And so, of course, his theory must be dead wrong. All right, the bedrock of logic was a bit shaky here. Mallory had already conceded self-defense, so either the pick belonged to the burglar or the man had found it in the house. One of these two things must be true – or not.

He sighed.

Mallory paused on the stairs and turned to face him. „The dead man wasn’t a burglar. He was a serial killer out on bail. I’m the one who arrested him. He always used a hunting knife. I found one strapped to his leg. He never had a chance to pull it out before one of those women stabbed him. There’s only one line in her statement that rings true. She said it was done in the dark. Now that part’s true. If the lights had been on, she’d never have gotten close enough to kill him.“

„This serial killer was out on bail?“ Dangerous, but he had to ask. „How is that possible?“

„Bad judge, good lawyer.“ Mallory glanced over the railing, looking down at the front room below and the dead man at its center. „So that ice pick was out of character for him – and one weapon too many.“ She resumed her climb.

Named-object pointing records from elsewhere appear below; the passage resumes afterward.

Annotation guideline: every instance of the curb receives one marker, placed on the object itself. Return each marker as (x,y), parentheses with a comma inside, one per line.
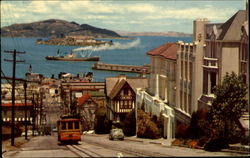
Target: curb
(134,140)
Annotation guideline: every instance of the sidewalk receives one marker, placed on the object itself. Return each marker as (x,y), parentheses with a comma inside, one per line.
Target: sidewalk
(234,148)
(160,141)
(6,144)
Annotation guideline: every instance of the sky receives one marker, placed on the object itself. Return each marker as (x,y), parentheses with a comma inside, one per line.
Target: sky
(123,15)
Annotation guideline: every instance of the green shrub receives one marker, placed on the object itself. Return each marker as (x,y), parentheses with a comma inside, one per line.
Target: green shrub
(129,124)
(216,144)
(146,127)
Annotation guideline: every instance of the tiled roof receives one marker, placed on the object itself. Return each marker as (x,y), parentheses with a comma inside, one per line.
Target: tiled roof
(231,29)
(113,82)
(16,104)
(117,88)
(167,50)
(83,98)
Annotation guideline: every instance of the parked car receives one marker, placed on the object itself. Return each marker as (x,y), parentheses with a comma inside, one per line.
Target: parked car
(116,133)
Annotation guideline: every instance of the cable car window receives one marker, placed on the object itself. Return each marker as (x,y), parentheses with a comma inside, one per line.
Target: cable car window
(63,125)
(76,125)
(70,125)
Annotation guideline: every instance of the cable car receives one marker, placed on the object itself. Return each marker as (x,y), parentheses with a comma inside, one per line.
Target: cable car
(69,129)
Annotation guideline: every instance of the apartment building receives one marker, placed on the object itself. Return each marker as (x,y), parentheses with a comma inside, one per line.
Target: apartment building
(160,97)
(226,51)
(180,86)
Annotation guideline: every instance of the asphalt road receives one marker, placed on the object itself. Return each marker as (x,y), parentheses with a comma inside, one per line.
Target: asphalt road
(101,146)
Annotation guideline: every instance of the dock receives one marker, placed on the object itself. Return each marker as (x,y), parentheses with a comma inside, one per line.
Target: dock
(122,68)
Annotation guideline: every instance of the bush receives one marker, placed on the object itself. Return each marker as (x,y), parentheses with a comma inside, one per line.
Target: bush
(182,131)
(216,144)
(202,141)
(129,124)
(146,127)
(194,130)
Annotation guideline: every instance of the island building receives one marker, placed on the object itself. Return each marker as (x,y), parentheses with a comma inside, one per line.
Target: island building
(183,74)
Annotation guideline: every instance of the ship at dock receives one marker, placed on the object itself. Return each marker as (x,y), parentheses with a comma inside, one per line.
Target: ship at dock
(72,56)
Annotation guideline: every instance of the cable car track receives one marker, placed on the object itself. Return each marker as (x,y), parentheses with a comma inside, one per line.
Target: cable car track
(139,153)
(79,151)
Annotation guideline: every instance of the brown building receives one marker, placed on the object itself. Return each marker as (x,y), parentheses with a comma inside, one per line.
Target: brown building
(86,107)
(19,112)
(121,95)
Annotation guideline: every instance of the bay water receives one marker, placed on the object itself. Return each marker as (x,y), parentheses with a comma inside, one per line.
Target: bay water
(123,51)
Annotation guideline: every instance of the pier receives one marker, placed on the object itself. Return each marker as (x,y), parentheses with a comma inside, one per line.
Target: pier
(122,68)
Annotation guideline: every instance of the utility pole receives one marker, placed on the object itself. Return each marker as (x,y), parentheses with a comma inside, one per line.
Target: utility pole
(25,98)
(13,93)
(34,113)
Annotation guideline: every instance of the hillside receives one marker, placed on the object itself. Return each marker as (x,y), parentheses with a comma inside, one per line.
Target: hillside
(55,28)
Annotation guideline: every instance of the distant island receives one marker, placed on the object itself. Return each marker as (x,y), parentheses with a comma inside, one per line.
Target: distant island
(170,33)
(55,28)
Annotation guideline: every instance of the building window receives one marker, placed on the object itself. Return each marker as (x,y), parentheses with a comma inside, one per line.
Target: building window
(70,125)
(125,91)
(63,125)
(205,82)
(212,81)
(190,70)
(181,69)
(186,72)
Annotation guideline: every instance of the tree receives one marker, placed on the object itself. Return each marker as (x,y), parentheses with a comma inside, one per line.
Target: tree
(227,107)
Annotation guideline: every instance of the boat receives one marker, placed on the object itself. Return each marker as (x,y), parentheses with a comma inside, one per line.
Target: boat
(72,57)
(63,58)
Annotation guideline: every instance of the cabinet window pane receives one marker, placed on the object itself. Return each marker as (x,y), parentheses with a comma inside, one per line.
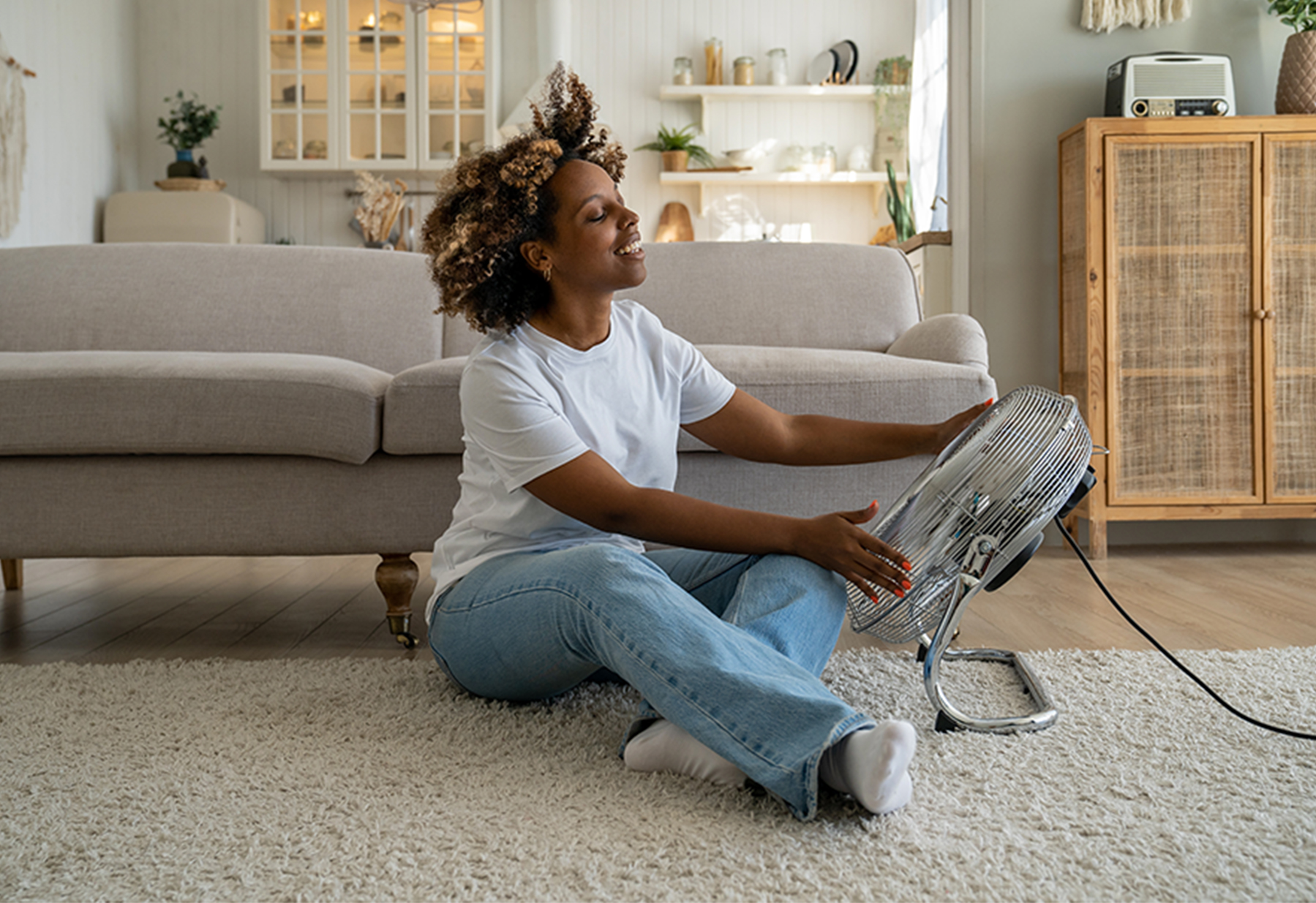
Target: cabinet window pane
(393,53)
(362,15)
(361,53)
(471,52)
(470,20)
(315,137)
(473,92)
(393,91)
(362,137)
(441,137)
(315,91)
(283,136)
(362,90)
(441,91)
(393,136)
(441,49)
(473,135)
(283,52)
(283,91)
(314,54)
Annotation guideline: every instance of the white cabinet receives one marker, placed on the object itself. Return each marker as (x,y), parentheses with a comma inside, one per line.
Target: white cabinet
(350,85)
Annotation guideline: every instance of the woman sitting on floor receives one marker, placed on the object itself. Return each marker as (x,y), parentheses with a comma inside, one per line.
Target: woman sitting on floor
(571,406)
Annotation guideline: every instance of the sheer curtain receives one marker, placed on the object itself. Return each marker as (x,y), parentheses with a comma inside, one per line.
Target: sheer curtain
(928,115)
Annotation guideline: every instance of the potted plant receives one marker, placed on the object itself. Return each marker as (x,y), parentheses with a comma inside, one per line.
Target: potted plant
(187,125)
(1296,91)
(678,148)
(899,208)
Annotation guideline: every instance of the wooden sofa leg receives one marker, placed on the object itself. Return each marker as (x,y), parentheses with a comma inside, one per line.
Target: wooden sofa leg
(396,577)
(12,569)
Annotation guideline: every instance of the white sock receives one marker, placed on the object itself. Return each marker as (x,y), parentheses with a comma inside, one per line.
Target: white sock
(666,747)
(871,765)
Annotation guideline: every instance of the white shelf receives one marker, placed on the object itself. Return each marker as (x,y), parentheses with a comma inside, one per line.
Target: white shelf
(877,181)
(706,94)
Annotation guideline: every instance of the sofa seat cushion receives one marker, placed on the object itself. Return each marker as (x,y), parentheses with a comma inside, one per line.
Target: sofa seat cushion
(423,412)
(189,403)
(853,385)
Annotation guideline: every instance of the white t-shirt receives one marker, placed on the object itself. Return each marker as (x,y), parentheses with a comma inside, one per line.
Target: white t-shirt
(530,404)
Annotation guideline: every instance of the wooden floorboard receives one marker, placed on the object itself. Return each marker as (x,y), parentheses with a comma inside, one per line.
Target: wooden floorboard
(120,610)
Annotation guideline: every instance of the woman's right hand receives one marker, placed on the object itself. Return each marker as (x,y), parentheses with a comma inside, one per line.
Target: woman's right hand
(838,543)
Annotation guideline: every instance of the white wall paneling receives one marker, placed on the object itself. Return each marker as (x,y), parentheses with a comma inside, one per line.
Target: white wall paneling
(80,113)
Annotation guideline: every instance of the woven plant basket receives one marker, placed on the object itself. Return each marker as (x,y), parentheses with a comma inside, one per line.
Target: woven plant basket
(1296,92)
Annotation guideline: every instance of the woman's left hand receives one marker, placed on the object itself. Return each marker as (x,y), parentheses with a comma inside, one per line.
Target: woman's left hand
(949,429)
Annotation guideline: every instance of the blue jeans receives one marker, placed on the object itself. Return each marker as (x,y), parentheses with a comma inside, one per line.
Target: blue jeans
(728,646)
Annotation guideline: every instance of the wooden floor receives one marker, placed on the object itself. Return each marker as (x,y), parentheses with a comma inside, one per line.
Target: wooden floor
(119,610)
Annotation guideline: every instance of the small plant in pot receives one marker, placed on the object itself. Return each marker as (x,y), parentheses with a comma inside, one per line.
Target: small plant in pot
(187,125)
(678,148)
(1296,91)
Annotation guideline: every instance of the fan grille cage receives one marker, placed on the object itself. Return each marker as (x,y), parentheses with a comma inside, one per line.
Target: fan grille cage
(1004,477)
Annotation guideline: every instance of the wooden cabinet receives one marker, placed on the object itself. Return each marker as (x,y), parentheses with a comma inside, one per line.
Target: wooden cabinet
(373,85)
(1189,315)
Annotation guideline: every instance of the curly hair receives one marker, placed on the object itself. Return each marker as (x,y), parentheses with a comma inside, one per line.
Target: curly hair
(491,203)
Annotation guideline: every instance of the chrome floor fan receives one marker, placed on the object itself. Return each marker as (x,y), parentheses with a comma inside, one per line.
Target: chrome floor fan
(970,521)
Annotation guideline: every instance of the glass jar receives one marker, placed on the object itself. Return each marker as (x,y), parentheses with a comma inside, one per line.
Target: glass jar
(712,61)
(744,70)
(777,66)
(683,72)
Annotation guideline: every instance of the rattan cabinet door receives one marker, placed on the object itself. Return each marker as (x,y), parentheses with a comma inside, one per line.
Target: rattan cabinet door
(1184,375)
(1290,316)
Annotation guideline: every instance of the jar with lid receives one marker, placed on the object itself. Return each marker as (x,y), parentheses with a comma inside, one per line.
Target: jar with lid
(777,66)
(744,70)
(824,158)
(792,159)
(683,72)
(712,61)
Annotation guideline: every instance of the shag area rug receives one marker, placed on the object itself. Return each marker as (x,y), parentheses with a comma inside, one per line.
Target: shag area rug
(372,779)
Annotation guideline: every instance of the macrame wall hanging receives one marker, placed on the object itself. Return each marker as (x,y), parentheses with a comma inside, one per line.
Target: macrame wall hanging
(1110,15)
(13,138)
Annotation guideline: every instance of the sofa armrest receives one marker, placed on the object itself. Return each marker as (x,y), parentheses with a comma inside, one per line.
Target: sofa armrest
(949,337)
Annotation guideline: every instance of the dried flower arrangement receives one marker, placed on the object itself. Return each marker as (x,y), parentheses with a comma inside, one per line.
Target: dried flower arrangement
(380,205)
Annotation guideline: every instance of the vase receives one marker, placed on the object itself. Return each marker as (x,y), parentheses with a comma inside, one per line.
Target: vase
(183,167)
(1296,92)
(675,161)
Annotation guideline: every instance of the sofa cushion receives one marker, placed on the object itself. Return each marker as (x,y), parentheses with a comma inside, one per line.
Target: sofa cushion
(423,412)
(767,292)
(372,307)
(189,403)
(423,408)
(854,385)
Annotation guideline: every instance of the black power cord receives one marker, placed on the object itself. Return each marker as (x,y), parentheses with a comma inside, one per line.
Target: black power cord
(1166,652)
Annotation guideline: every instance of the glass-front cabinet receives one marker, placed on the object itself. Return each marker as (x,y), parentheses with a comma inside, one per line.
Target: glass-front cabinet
(375,83)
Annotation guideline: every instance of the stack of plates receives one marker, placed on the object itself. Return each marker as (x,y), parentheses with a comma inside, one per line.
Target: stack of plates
(836,65)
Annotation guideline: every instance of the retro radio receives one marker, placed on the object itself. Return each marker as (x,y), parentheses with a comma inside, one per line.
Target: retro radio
(1170,85)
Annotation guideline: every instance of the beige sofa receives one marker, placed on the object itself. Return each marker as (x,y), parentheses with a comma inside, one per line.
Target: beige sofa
(265,401)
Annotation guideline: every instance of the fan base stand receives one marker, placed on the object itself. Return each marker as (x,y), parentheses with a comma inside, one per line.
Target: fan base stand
(936,649)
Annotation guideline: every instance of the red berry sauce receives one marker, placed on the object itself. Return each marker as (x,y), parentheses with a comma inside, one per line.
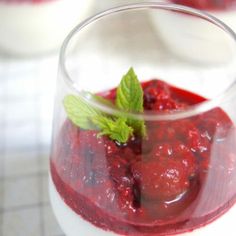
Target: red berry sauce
(208,4)
(180,177)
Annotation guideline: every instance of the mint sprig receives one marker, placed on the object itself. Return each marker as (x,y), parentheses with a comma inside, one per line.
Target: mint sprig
(115,129)
(129,98)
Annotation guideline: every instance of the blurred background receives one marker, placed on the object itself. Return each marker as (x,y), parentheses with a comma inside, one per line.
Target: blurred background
(31,33)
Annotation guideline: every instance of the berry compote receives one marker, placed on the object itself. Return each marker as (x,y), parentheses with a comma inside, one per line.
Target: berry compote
(181,176)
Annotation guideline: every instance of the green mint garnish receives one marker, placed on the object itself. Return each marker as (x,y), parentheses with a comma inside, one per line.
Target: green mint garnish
(129,98)
(116,129)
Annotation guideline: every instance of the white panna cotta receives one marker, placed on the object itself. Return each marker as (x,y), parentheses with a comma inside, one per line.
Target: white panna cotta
(73,224)
(35,27)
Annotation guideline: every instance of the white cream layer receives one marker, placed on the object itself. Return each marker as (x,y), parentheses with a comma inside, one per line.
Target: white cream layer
(73,225)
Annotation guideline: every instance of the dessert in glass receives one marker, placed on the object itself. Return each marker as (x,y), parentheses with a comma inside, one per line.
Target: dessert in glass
(34,27)
(143,142)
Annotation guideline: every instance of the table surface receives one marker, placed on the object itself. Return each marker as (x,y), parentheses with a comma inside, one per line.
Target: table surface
(25,133)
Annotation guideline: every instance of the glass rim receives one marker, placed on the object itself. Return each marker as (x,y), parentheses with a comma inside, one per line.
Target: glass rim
(148,115)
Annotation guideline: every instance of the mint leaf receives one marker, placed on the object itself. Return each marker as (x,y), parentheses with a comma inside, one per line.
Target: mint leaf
(115,129)
(129,98)
(79,112)
(86,117)
(102,100)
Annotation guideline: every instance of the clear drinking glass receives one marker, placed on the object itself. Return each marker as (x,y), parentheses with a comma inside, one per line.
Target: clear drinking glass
(179,176)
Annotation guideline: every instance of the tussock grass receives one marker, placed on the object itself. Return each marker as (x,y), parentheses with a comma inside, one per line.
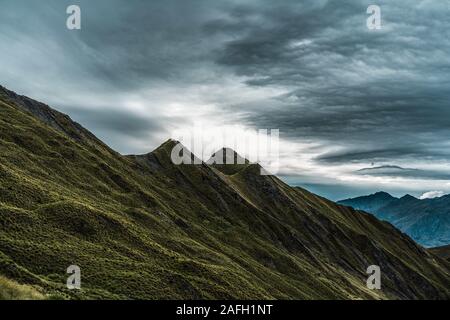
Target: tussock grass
(11,290)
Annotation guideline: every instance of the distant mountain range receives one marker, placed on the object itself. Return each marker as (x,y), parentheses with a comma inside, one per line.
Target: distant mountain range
(427,221)
(140,227)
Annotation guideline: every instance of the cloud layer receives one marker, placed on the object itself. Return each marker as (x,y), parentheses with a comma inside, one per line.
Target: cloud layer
(344,97)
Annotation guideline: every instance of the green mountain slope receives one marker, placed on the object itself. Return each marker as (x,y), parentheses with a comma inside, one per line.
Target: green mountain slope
(140,227)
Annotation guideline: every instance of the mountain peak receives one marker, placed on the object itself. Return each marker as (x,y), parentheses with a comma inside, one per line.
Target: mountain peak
(227,156)
(408,197)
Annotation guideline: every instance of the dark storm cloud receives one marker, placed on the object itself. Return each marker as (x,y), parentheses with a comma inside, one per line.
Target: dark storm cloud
(378,95)
(396,171)
(117,120)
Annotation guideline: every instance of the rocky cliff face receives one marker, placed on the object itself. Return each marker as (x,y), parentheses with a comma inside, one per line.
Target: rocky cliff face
(141,227)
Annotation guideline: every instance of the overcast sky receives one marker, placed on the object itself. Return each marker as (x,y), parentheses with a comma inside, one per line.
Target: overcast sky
(358,110)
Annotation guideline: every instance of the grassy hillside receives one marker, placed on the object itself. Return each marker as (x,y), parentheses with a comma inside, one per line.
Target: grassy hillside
(11,290)
(443,252)
(142,228)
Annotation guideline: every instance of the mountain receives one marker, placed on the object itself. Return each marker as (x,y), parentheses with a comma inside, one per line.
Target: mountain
(443,252)
(140,227)
(427,221)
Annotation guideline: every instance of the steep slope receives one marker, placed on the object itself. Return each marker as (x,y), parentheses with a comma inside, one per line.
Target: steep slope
(140,227)
(426,221)
(443,252)
(11,290)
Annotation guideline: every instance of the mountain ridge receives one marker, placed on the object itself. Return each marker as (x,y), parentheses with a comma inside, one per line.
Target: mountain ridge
(426,220)
(141,227)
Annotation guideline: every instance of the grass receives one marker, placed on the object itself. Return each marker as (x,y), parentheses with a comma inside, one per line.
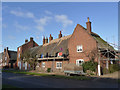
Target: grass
(48,75)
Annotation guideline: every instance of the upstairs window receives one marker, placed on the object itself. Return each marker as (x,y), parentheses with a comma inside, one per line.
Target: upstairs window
(79,48)
(79,62)
(43,64)
(58,65)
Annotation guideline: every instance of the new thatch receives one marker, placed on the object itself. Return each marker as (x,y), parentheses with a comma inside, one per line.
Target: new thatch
(12,55)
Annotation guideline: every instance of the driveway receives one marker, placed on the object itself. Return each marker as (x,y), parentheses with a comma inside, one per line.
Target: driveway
(29,81)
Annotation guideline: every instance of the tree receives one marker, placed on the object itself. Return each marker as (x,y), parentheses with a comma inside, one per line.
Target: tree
(29,58)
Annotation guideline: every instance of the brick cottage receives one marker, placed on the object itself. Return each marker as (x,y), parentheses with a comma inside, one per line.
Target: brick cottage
(74,48)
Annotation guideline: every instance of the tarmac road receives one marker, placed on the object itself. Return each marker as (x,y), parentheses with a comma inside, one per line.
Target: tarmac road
(29,81)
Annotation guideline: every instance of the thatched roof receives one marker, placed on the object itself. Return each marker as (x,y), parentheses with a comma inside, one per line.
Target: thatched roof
(12,55)
(102,44)
(61,45)
(54,46)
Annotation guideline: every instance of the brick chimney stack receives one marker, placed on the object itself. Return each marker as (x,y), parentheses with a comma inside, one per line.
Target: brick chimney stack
(50,38)
(43,40)
(26,40)
(60,35)
(4,49)
(88,26)
(31,38)
(7,49)
(46,40)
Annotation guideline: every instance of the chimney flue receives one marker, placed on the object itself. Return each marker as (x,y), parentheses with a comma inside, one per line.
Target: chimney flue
(50,38)
(31,38)
(88,26)
(43,40)
(26,40)
(46,40)
(60,35)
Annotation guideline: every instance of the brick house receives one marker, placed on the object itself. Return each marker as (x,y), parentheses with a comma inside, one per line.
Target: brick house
(21,49)
(9,58)
(73,48)
(1,59)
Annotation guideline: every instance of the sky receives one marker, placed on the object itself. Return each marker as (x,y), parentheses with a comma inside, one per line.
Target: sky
(22,20)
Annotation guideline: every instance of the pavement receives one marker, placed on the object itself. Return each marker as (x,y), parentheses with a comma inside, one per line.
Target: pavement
(29,81)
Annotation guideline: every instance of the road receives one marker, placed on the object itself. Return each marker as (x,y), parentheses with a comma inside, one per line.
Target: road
(29,81)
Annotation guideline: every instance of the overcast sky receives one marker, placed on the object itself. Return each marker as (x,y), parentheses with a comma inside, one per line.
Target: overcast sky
(21,21)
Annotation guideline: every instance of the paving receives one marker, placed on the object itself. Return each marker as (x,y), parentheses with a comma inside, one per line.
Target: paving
(29,81)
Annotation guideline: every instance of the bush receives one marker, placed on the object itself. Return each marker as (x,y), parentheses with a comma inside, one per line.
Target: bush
(48,69)
(113,68)
(89,66)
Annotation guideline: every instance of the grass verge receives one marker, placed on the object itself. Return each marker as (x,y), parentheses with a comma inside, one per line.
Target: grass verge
(48,75)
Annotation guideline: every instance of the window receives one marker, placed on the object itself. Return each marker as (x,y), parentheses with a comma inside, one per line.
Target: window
(19,55)
(79,48)
(19,48)
(43,64)
(59,65)
(79,62)
(5,58)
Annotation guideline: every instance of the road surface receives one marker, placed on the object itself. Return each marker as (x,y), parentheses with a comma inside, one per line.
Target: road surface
(29,81)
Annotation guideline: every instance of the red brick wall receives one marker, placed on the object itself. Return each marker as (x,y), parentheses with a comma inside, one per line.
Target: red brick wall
(80,37)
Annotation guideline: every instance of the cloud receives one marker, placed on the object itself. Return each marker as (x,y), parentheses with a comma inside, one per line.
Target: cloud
(42,22)
(48,12)
(20,27)
(23,14)
(63,19)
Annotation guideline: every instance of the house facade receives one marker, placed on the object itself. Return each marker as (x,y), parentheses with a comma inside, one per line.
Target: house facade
(77,48)
(9,58)
(21,49)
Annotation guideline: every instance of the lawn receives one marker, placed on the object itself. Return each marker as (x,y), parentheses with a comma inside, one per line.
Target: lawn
(48,75)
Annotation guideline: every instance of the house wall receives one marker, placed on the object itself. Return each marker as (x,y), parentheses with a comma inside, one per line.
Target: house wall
(5,55)
(23,48)
(80,37)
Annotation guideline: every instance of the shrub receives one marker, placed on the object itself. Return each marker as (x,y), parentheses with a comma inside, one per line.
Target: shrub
(113,68)
(48,69)
(90,65)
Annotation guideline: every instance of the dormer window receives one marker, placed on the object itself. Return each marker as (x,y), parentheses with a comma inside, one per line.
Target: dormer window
(79,48)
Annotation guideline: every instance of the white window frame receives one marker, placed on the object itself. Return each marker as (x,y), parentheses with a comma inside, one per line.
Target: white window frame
(58,63)
(79,47)
(43,64)
(19,48)
(5,58)
(78,60)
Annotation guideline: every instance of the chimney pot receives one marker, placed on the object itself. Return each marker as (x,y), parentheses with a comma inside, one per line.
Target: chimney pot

„Well,“ said Charles to Mallory’s back, „given his history with women, the very fact that he broke in with a knife strapped to his leg, that should be enough to – “

She paused on the second-floor landing to stare at him in a way that asked whose side he was on. „Neither one of those women knew he had a knife.“ Mallory turned her back on him and approached a door to the right of the stairs. „Odds are, they still don’t know.“ She rested one hand on the knob. „When Riker and I showed up, the West Side cops were still trying to get Bitty Smyth to unlock this bedroom door. I had better luck.“

Charles was not certain that he wanted more detail on this.

„I told her to open up or I’d shoot off the lock. That’s when Bitty decided to come out.“ Mallory opened the door and waved him into the darkness ahead of her, saying behind his back, „And this is what she didn’t want the cops to see.“

What a flair she had for drama.

The lights switched on, and, in the sudden bright light, Charles faced a wall lined with scores of photographs and saw his own face looking back at him from the picture frames.

His eyes gravitated first to a shot taken when he was a child of ten. The backdrop was a birthday party in Gramercy Park. A neighboring frame held a small portrait with the gray grain of newsprint and a companion article about the youngest student ever to matriculate at Harvard University. Next was a picture of a child in cap and gown, inches taller than his graduating class of young adults. In successive photographs, he passed through puberty, collected more academic credentials and entered a prestigious corporate think tank. The caption of an old photo cut from Fortune had him escaping the corporation to strike out on his own. And the rest were a collection of society-page shots from weddings and funerals.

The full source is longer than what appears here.